= Women's Parliamentary Radio =

British political Internet radio site

Women's Parliamentary Radio logo

Women's Parliamentary Radio is a website that broadcasts audio and video interviews with women MPs of all parties in the U.K.

All the interviews are pre-recorded and put on the website as reports which can be streamed and listened to immediately or downloaded as podcasts so that they can be listened to later. It covers topical current affairs that are of interest to women and their families. Where the issues that concern women are also championed by men, male MPs are interviewed, too.

==Aim==

WPR has stated its aim as being "the Woman's Hour of Westminster, reporting fairly and accurately on policy issues of concern to women and their families". It was the creation of its executive producer, former BBC political editor Boni Sones OBE. Using her broadcast knowledge, she foresaw the huge technological shift that was in broadcast journalism through the relaxation of broadcasting laws in 2005 and advances in new technology taking place. Boni taught herself sound engineering techniques assisted by Peter Cook of the CART lab University of Cambridge and pioneered the first "as live" broadcast interviews online encouraged by women MPs at a Cabinet and Shadow Cabinet level including Theresa May MP, Caroline Spelman MP, Harriet Harman MP, Vera Baird MP, Sandra Gidley MP and Jo Swinson MP.

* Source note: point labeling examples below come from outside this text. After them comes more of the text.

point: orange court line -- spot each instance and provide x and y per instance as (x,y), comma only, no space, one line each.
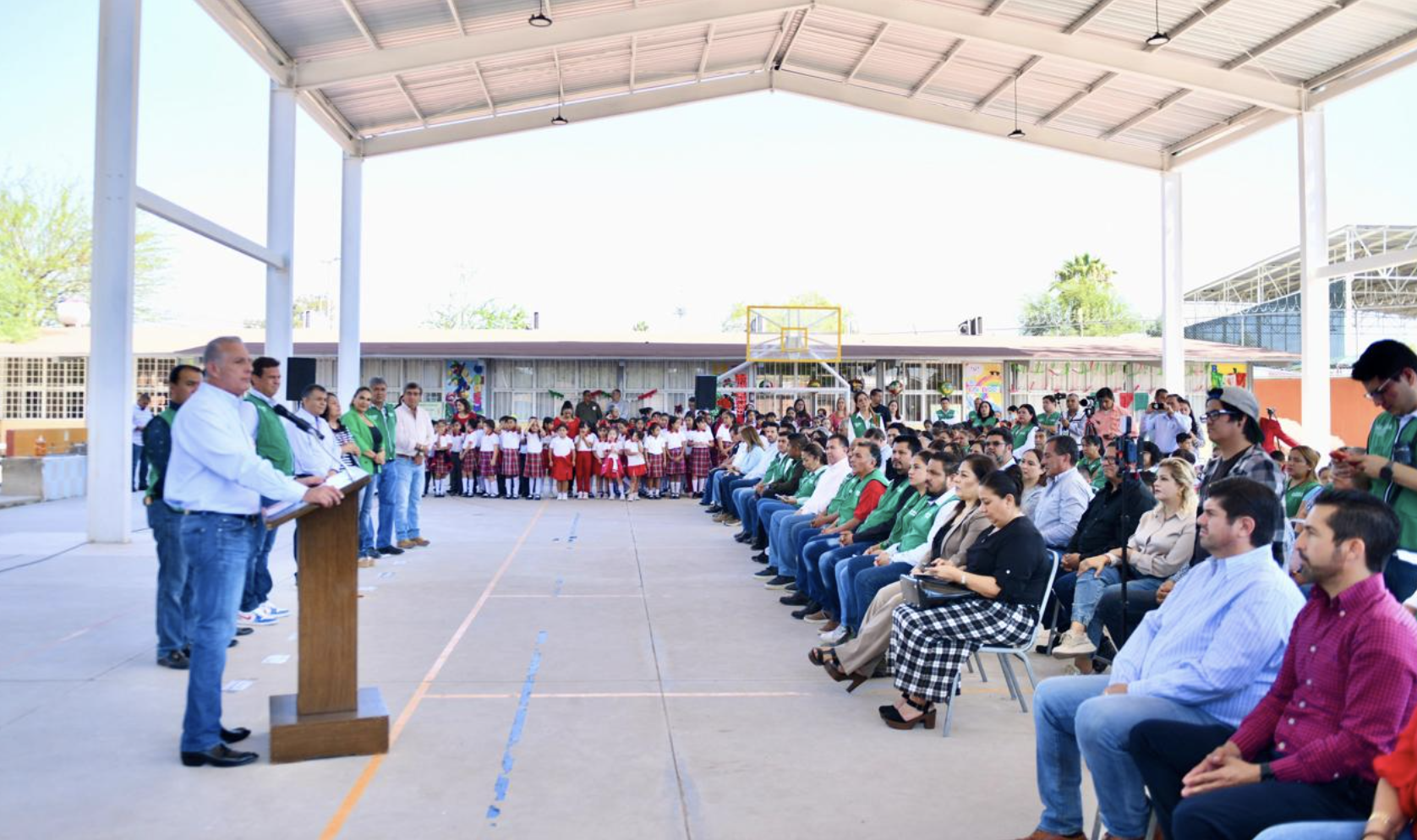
(371,768)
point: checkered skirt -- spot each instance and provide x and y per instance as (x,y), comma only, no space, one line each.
(509,465)
(928,646)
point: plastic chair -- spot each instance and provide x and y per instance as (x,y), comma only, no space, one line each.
(1006,653)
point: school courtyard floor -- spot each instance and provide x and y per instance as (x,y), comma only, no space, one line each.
(555,669)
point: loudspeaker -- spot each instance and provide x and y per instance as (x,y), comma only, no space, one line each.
(706,390)
(299,373)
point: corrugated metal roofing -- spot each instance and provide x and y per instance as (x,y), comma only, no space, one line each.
(857,46)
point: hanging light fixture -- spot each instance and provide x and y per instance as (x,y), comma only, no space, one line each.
(1159,39)
(1016,134)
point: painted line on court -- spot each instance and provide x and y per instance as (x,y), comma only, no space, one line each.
(499,788)
(356,792)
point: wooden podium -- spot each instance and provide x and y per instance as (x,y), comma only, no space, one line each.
(329,716)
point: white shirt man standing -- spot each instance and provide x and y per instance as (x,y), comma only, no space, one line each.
(214,483)
(413,439)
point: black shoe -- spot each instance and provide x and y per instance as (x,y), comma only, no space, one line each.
(808,609)
(174,659)
(218,756)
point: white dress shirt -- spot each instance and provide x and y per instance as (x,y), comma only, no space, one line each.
(310,455)
(826,486)
(411,431)
(214,465)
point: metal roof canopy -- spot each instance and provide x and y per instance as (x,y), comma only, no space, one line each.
(391,75)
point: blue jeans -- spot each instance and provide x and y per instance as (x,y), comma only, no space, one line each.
(258,573)
(1075,722)
(408,494)
(173,586)
(387,481)
(218,548)
(1089,591)
(140,467)
(366,517)
(865,586)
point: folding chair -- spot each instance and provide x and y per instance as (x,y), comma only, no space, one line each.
(1005,653)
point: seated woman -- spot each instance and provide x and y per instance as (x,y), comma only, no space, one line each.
(1006,573)
(856,660)
(1161,546)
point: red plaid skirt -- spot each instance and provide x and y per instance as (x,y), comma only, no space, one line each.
(700,461)
(509,465)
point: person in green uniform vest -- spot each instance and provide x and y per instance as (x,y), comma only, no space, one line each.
(1387,372)
(173,590)
(381,411)
(1299,465)
(863,418)
(369,435)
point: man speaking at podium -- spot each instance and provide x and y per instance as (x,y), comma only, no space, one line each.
(214,485)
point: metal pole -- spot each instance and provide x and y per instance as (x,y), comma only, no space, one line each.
(1314,303)
(111,379)
(280,335)
(350,230)
(1172,297)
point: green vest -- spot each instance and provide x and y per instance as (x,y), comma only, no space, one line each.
(913,525)
(889,505)
(1381,438)
(271,441)
(808,485)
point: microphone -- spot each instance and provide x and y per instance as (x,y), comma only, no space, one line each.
(285,412)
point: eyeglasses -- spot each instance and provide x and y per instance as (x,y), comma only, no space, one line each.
(1377,393)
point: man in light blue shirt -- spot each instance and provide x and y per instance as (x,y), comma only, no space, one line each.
(1209,655)
(1066,496)
(214,485)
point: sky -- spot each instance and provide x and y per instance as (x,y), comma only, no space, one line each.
(913,227)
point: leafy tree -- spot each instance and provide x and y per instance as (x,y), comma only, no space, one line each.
(1081,301)
(462,312)
(46,255)
(739,314)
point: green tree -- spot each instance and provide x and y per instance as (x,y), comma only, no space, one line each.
(463,312)
(739,314)
(46,255)
(1081,301)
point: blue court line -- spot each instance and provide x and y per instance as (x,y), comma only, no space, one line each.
(499,789)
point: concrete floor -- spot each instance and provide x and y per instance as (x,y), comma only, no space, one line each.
(670,697)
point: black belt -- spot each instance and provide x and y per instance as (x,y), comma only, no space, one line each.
(247,517)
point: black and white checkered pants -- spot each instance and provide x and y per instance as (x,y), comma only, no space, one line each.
(928,646)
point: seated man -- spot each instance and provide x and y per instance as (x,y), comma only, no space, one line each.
(1206,656)
(1347,687)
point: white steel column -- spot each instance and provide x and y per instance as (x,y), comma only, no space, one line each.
(1314,299)
(280,339)
(111,379)
(350,232)
(1172,328)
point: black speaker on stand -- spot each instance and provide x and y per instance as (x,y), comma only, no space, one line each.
(299,372)
(706,390)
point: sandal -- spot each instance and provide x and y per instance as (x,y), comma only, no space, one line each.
(897,722)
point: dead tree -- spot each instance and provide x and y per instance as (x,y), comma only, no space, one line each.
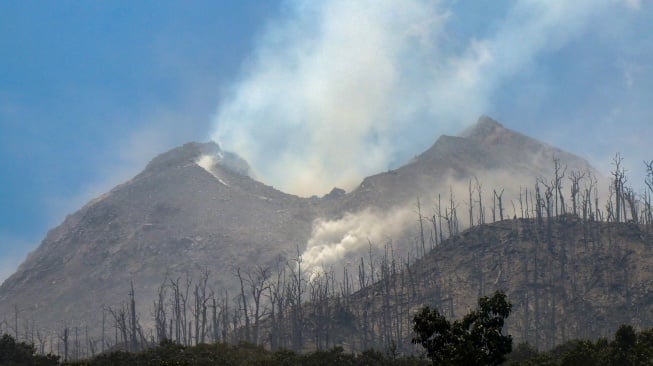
(499,198)
(618,181)
(243,302)
(559,174)
(575,177)
(258,284)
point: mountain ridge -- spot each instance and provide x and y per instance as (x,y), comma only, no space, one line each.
(179,217)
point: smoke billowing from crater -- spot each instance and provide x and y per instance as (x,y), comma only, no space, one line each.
(337,90)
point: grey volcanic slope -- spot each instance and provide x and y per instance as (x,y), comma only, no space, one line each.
(178,217)
(173,217)
(498,157)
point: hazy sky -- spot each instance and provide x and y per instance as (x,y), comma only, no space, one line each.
(312,93)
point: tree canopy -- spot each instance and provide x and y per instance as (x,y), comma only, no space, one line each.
(477,339)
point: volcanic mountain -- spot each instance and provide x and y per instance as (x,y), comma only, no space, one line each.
(195,208)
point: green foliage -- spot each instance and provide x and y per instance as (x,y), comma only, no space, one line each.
(14,353)
(474,340)
(628,348)
(245,354)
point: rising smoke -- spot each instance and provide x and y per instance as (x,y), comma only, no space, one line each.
(337,90)
(341,89)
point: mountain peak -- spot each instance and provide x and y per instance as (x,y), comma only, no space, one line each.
(483,129)
(191,152)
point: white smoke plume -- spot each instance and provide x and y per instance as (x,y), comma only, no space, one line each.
(334,240)
(339,89)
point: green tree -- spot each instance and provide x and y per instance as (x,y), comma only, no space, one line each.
(477,339)
(20,353)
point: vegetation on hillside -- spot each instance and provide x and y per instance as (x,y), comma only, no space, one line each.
(550,258)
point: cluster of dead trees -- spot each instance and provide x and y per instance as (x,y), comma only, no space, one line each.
(370,304)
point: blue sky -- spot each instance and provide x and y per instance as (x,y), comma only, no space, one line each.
(90,91)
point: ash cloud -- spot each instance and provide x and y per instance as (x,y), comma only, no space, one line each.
(337,90)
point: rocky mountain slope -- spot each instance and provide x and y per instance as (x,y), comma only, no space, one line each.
(567,278)
(195,208)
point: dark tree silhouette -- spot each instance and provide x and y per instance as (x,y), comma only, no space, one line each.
(474,340)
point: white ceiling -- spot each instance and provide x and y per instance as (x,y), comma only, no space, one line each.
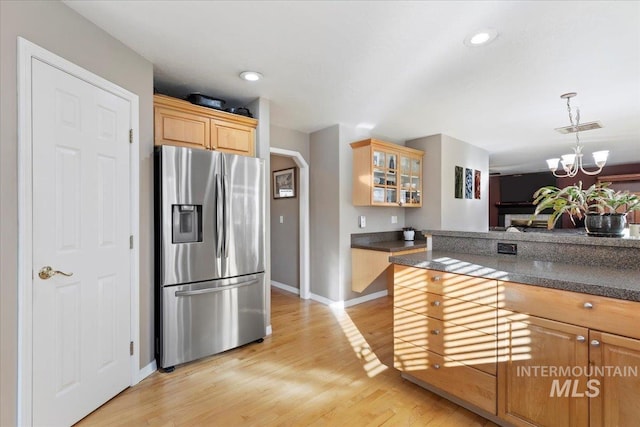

Boni took her web broadcasting work into Cambridge University's Judge Business School where she reported on business and economics leading up to, during and after the financial crash of 2008 and 2009. The London School of Economics now has an archive dedicated to her Parliamentary and university work as an early adopter of broadcast web journalism: the "Boni Sones Archive".

The British Library has a collection of 82 audio interviews Boni and her team conducted for a book on women in politics. Boni named the archive "The Harman Shephard" collection.

Boni used her web skills and modern developments in technology to self-publish books about her childhood growing up in Sizewell in Suffolk in the 1950s and being part of a family who lived off "the fat of the land". The books include The Mermaid's Tale, A Portrait of Suffolk, Two Mermaid's Together, Food on the Table - All in One, Dear Alex - All in One, All4Now, and Home Fires: 20 poems 4 2012. All are deposited in the British Library, and all are on Amazon.

==Audience reach==

From January 2012 to January 2013 www.wpradio.co.uk and www.parliamentaryradio.com got over 2,000 visitors each month. In October 2012 it had 3,697 visits in one month. For the year it had 400,482 hits, 12,650 unique visitors, and 35,518 visits.

==History==

The project has grown out of the publication of the book by Methuen in September 2005 Women in Parliament: The New Suffragettes Women in Parliament: The New Suffragettes] by Boni Sones, Margaret Moran and Professor Joni Lovenduski, where women talked frankly about their lives in Parliament and their achievements to date. The project's founders are concerned that, over ninety years after women won the right to stand for elections to the House of Commons in 1918, only one in five Members of Parliament is a woman.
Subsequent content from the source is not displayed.